Bien que ce r’n’b soit retranscrit assez largement dans la pop et les dérivés actuels de la soul, on a du mal à sentir cette ambiance aussi fortement que dans la musique d’Hamza. Lui qui produit ses morceaux “à 80% ou 90% tout seul” comprend les enjeux d’un contrôle artistique total. C’est d’ailleurs ce qui le motive “pour le moment” à rester indépendant. “Pour l’instant, je n’ai pas besoin de maison de disque. Avec mon équipe, ça marche bien comme ça. C’est pas encore le moment et je m’y retrouve pas.” Même si, il le concède, rejoindre une maison de disque n’est pas proscrit : “Je suis encore en plein développement et j’ai besoin d’une liberté créative totale. On verra ça plus tard.”

Hamza

Hamza

On est en 2016, un artiste émergent, ou encore relativement inconnu ne peut plus se permettre de simplement livrer un track catchy ou un featuring de poids. Pour exister sur le paysage médiatique, notamment sur les réseaux sociaux, il faut être visuellement attrayant. Le duo PNL l’a compris en 2015, lorsque leur règne commençait. Hamza, lui aussi a vu cette évidence, et s’entoure de créatifs de tout bord pour donner naissance à ses vidéos. On peut par exemple nommer Frank Lucasz, Nico Bellaggio, Nabil El Hajjouti, ou encore Rock Well pour créer ce qui visuellement devient la vitrine du son d’Hamza. Un reflet qui reprend là encore les codes d’un genre dans lequel a été bercé le rappeur, né en 1994. Il y ajoute même un storytelling fin et exéprimente beaucoup. On le voit dans le clip de “Slowdown”, sur “High” d’Ikaz Boi et Myth Syzer, ou encore sur l’excellent “No limit” avec Alkpote.

Le H s’inscrit dans une mouvance avant-gardiste et semble très peu calculer ce qu’il fera ensuite. “Tout marche au feeling, si [avec mon équipe] on pense tous que c’est cool, on le fait.” L’inverse est aussi vérifié. Il révèle avoir refusé plusieurs sollicitations d’artistes français, sans jamais nous donner de nom.

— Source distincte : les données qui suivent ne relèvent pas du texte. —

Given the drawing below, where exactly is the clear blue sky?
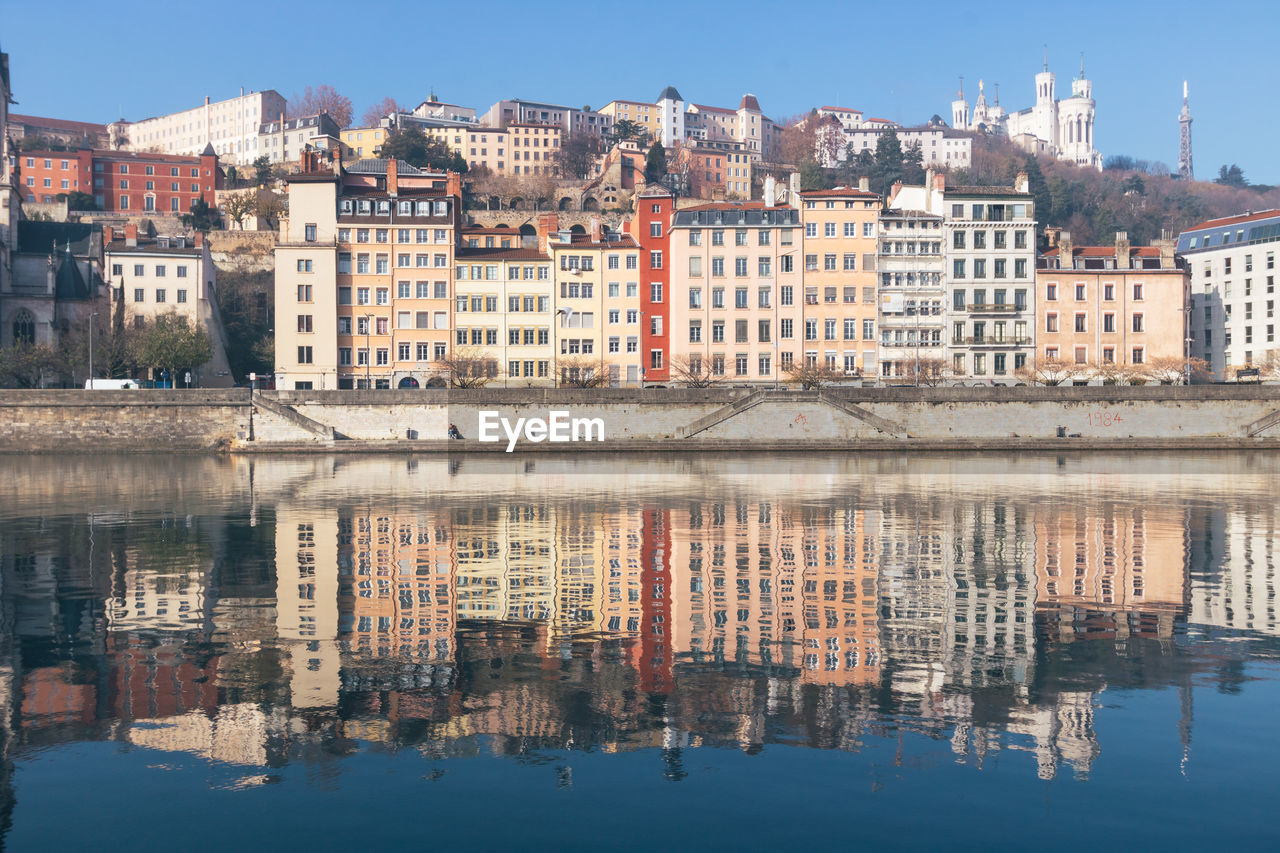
[0,0,1280,183]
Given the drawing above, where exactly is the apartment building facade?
[275,154,461,388]
[877,207,947,382]
[453,228,556,386]
[257,113,342,163]
[1178,210,1280,379]
[480,97,613,137]
[102,224,216,327]
[109,88,287,165]
[548,220,645,386]
[18,145,223,214]
[667,201,808,383]
[1036,232,1190,375]
[793,187,881,377]
[630,184,676,382]
[934,173,1036,384]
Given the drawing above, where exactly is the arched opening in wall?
[13,309,36,346]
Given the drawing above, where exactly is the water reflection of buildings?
[0,461,1277,777]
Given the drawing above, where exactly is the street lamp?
[88,311,97,391]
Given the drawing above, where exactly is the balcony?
[951,334,1032,347]
[965,302,1027,314]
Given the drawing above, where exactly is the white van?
[84,379,138,391]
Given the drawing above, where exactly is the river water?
[0,453,1280,850]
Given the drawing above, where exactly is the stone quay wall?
[0,386,1280,452]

Très courtisé, on sait d’ores et déjà que de nombreuses collaborations arrivent rapidement. La Belgique, la France, et les big players du nouveau continent sont d’ores et déjà conquis. Pourtant, le plus dur est à venir. Hamza doit encore convaincre un public plus large. Actuellement en tournée en France, Hamza sera de passage avec celui que l’on peut considérer comme son alter ego canadien, Ramriddlz à la Bellevilloise le 18 novembre prochain, pour un concert événement.

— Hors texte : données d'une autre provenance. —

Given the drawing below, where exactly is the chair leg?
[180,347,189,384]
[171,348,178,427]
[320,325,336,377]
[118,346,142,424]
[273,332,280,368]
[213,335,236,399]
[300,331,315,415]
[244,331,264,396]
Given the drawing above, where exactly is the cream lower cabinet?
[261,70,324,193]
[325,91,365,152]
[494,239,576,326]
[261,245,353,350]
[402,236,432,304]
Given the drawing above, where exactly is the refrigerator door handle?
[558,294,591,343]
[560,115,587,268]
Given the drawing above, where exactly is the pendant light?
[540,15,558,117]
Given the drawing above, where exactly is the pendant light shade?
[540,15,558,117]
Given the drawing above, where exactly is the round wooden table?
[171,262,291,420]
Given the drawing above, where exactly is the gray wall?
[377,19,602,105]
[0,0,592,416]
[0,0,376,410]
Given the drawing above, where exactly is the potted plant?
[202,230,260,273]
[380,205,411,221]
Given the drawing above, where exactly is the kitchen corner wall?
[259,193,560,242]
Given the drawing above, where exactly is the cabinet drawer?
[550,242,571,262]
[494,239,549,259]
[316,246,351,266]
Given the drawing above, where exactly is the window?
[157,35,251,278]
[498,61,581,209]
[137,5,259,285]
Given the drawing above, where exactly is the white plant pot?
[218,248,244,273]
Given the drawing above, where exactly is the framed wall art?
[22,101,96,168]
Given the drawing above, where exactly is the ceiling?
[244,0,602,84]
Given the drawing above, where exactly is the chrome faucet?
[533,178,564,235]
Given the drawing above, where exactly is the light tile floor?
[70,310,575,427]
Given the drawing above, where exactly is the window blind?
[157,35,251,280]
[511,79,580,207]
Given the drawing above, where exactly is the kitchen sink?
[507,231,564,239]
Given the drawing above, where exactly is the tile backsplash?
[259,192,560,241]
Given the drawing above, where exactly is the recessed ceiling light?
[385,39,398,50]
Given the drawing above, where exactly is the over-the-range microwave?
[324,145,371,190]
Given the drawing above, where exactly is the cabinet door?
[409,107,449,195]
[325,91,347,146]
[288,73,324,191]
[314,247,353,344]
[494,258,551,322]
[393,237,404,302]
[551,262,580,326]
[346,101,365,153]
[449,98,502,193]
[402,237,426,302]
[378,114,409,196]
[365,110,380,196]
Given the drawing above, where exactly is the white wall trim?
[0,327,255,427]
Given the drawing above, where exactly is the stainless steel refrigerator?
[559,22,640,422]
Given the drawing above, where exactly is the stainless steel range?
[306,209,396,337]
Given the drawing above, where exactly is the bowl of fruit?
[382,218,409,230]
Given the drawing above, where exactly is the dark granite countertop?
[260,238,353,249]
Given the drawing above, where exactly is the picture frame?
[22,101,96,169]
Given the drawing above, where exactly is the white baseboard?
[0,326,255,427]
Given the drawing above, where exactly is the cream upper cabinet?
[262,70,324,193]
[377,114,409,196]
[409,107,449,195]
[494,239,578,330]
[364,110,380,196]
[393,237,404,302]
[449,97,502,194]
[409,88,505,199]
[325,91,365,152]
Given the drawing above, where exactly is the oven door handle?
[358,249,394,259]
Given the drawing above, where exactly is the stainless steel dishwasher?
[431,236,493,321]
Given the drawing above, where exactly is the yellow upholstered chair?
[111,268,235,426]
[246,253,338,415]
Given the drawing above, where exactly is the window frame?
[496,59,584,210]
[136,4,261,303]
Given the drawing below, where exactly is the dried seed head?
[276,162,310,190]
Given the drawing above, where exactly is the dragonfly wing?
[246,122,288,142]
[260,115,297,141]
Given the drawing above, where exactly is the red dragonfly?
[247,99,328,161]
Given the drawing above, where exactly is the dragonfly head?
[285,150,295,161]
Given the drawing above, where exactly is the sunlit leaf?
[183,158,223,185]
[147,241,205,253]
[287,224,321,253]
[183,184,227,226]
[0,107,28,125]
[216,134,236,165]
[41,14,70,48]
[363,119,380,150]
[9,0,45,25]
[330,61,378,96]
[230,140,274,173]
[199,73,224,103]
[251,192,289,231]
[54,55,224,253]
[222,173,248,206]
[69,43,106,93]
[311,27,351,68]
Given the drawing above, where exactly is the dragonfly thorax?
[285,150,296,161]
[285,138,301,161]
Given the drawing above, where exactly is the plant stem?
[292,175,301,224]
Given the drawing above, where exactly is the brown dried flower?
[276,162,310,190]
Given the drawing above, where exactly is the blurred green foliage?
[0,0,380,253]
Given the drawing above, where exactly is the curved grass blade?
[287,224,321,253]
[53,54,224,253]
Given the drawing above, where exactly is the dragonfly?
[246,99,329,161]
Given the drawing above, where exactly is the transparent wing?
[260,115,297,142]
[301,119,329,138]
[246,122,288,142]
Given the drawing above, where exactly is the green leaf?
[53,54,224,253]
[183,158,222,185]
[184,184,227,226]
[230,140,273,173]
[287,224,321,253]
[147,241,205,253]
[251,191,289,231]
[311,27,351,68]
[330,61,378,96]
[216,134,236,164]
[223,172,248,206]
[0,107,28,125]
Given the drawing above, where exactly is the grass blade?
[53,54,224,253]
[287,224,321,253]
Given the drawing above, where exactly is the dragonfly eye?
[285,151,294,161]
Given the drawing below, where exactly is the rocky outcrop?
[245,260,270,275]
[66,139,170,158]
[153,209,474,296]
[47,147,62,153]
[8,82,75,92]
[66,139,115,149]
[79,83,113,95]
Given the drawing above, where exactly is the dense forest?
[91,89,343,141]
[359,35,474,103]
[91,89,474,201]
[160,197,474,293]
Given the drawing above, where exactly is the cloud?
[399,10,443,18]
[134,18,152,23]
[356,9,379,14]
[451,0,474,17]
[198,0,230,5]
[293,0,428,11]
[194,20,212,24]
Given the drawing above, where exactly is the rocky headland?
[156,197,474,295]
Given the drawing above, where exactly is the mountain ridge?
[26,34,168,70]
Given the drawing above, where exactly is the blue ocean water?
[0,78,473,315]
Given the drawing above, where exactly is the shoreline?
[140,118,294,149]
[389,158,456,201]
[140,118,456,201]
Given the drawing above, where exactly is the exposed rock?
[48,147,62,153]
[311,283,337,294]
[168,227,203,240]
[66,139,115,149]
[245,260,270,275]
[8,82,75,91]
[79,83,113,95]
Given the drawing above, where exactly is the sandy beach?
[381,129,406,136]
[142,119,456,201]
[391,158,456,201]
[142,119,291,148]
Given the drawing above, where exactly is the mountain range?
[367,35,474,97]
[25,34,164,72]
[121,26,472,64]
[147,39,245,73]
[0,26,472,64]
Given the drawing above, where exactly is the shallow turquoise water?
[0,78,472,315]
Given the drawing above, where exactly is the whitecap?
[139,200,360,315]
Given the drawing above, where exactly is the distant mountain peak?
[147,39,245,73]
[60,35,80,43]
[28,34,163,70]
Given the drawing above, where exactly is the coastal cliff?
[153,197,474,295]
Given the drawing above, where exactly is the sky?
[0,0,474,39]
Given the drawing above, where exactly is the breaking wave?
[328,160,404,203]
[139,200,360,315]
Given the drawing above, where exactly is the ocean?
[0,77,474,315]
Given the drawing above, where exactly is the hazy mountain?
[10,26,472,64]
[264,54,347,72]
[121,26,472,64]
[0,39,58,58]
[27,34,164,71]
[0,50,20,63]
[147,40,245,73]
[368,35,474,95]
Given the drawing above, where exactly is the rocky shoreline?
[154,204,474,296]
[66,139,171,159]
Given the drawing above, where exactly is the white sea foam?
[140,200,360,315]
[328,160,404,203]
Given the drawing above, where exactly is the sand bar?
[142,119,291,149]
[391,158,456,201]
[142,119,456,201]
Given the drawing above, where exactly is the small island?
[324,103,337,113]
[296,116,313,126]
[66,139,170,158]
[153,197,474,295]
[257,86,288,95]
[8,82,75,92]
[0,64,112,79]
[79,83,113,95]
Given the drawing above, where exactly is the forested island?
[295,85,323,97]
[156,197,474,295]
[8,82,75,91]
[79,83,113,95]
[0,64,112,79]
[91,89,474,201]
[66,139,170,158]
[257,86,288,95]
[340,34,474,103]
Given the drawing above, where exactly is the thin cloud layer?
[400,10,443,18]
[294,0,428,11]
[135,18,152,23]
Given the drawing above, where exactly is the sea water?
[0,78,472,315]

D’ailleurs, et en un peu plus d’un an, Hamza aura parcouru les salles sur plusieurs continents. De Berlin à Montréal en passant par Lyon, Marseille, Paris ou Bruxelles, le rappeur belge exporte une francophonie salace qui parle à une grande tranche de “la jeunesse”. De H24 à New Casanova, l’évolution est palpable et ses performances scéniques, franchement remarquables. La suite ? “Je veux prendre les choses une par une. Je ne veux surtout pas me précipiter”.